Everyone wants to make money in the stock market so we’re going to let you in on a secret. The way to make $1 million on Wall Street is to start with $2 million. If you’ve been around the markets for a while, you likely chuckled when you read that old saw, which is as true today as it was eons ago when it was first used to illustrate one of the cardinal rules of investing: it’s a hard way to make a living.
Advisors know this perhaps better than anyone. And this is why so many advisors routinely play armchair psychiatrist with their clients, trying to keep them from making decisions sparked by the market’s only two emotions: fear and greed.
Yet, there is a pathway between those two opposing polarities that anyone can use to better navigate the market: risk management. This discipline is totally absent from most portfolios owned by individual investors, even though it is a key part of institutional portfolios. If you think that’s a crazy omission, you’re not alone, but most people do not know that they can manage risk because they don’t properly think about investing.
In a recent Barron’s interview, a Columbia University professor shared an insight that is worth pondering. The professor, when recounting his experience recommending stocks to money managers like Mario Gabelli, said that once a manager’s greed was triggered by an idea that their sense of fear kicked in. Those investors immediately began thinking how much risk they would take to make a potential return. The opposite is true for many others who usually only consider risk, if at all, when they have lost money. We think that needs to change.
Consider the lesson of Larry Fink. The Blackrock founder is reportedly “perpetually neurotic” about risk and it has served him well. His company, founded in 1988, is now the world’s largest asset management firm with almost $7 trillion under management. Many reasons contributed to the firm’s success, but risk management is widely cited as a top reason.
When Fink was a young trader at First Boston, he lost $100 million and was shortly out of work, even though he had pioneered debt securitization. As he pondered what had happened, and why, he had an epiphany. Investors, he realized, often did not understand the risks that they were taking. He lost his job, after all, because he made a mistake evaluating interest rates. So, Fink and his colleagues founded Blackrock, and bought a little computer that has since become a very big computer, to help them and their clients analyze risk.
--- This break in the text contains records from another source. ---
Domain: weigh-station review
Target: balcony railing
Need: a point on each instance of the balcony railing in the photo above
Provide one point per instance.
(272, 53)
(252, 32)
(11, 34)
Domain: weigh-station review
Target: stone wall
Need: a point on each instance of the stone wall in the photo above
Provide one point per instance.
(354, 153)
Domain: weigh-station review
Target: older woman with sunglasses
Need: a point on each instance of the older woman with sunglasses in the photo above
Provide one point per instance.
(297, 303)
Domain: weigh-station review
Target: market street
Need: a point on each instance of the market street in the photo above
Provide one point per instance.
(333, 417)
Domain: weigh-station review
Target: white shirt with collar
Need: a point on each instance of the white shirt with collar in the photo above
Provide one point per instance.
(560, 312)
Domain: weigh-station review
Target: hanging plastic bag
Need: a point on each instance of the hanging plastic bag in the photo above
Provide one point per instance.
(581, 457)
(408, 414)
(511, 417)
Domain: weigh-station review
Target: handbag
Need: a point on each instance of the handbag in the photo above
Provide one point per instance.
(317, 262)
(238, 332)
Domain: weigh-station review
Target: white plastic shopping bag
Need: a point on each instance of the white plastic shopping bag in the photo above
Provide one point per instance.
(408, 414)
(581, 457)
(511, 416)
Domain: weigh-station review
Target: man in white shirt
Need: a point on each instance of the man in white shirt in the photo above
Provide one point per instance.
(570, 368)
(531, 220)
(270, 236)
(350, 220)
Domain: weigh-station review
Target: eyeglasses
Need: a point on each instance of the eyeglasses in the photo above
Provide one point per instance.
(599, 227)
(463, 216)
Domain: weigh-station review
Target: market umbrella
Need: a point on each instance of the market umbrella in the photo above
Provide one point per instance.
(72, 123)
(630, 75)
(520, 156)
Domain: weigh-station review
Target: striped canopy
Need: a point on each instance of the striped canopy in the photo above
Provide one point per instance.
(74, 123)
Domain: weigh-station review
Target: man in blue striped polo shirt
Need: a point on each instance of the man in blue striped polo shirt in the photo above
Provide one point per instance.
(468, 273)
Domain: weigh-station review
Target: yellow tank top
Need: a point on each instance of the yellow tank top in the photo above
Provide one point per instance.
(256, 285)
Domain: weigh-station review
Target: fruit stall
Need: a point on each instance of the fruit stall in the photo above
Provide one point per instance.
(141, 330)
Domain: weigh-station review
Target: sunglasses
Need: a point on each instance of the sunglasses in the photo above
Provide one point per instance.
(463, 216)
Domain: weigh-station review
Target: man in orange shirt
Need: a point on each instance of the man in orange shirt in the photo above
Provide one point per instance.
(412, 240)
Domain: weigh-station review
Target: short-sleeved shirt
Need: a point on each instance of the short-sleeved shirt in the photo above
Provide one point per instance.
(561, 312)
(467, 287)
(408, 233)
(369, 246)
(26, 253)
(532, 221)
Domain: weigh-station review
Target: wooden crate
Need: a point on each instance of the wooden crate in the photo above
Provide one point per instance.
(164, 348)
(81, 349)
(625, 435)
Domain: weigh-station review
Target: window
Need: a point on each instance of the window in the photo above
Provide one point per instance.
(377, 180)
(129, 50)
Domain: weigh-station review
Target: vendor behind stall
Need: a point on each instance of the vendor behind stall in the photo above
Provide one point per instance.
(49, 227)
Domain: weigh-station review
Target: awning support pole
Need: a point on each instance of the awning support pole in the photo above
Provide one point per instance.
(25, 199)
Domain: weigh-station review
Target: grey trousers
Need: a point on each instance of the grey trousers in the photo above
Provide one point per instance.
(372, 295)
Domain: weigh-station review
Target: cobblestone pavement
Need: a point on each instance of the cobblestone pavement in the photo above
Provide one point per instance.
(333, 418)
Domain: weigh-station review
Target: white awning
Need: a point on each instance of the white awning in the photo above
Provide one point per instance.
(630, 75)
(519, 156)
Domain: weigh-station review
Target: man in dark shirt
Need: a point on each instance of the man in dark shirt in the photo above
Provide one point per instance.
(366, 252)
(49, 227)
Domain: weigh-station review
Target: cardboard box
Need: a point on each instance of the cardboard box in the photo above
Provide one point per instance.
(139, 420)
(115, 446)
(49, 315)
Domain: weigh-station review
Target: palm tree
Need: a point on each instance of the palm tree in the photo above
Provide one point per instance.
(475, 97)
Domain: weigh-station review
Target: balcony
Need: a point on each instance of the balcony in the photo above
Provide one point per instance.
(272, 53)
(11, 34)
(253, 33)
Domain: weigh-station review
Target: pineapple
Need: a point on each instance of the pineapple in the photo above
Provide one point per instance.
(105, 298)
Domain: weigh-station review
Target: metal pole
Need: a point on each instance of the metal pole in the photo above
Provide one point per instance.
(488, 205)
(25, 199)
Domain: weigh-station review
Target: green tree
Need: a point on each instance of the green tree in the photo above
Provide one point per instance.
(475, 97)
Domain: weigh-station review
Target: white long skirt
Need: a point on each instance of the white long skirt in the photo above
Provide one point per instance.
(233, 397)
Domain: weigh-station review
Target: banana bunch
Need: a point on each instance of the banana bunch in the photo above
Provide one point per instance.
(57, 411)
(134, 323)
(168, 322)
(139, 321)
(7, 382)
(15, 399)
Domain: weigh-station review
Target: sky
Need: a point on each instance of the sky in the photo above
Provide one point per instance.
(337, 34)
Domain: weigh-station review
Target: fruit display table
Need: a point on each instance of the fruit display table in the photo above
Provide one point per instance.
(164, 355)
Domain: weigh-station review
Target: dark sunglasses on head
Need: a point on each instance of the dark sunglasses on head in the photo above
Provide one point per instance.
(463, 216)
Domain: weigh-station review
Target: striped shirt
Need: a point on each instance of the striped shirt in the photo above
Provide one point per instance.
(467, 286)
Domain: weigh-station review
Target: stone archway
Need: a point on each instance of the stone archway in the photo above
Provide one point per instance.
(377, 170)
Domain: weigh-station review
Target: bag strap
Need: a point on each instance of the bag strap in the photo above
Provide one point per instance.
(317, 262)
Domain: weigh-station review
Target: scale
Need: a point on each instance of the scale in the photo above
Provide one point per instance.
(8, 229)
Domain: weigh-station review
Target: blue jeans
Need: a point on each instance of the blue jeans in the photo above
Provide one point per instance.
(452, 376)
Now, we’re not suggesting that everyone who embraces risk management will become a global market statesman and manage trillions of dollars, but we are definitely suggesting this: if you don’t manage risk, you will be managed by risk, and you won’t like it.
Bottom line: Just as Socrates said the unexamined life is not worth living, the unexamined portfolio is not worth owning. So, we ask this: do you really know what’s in your portfolio? If not, we suggest you find out before Mr. Market shows you.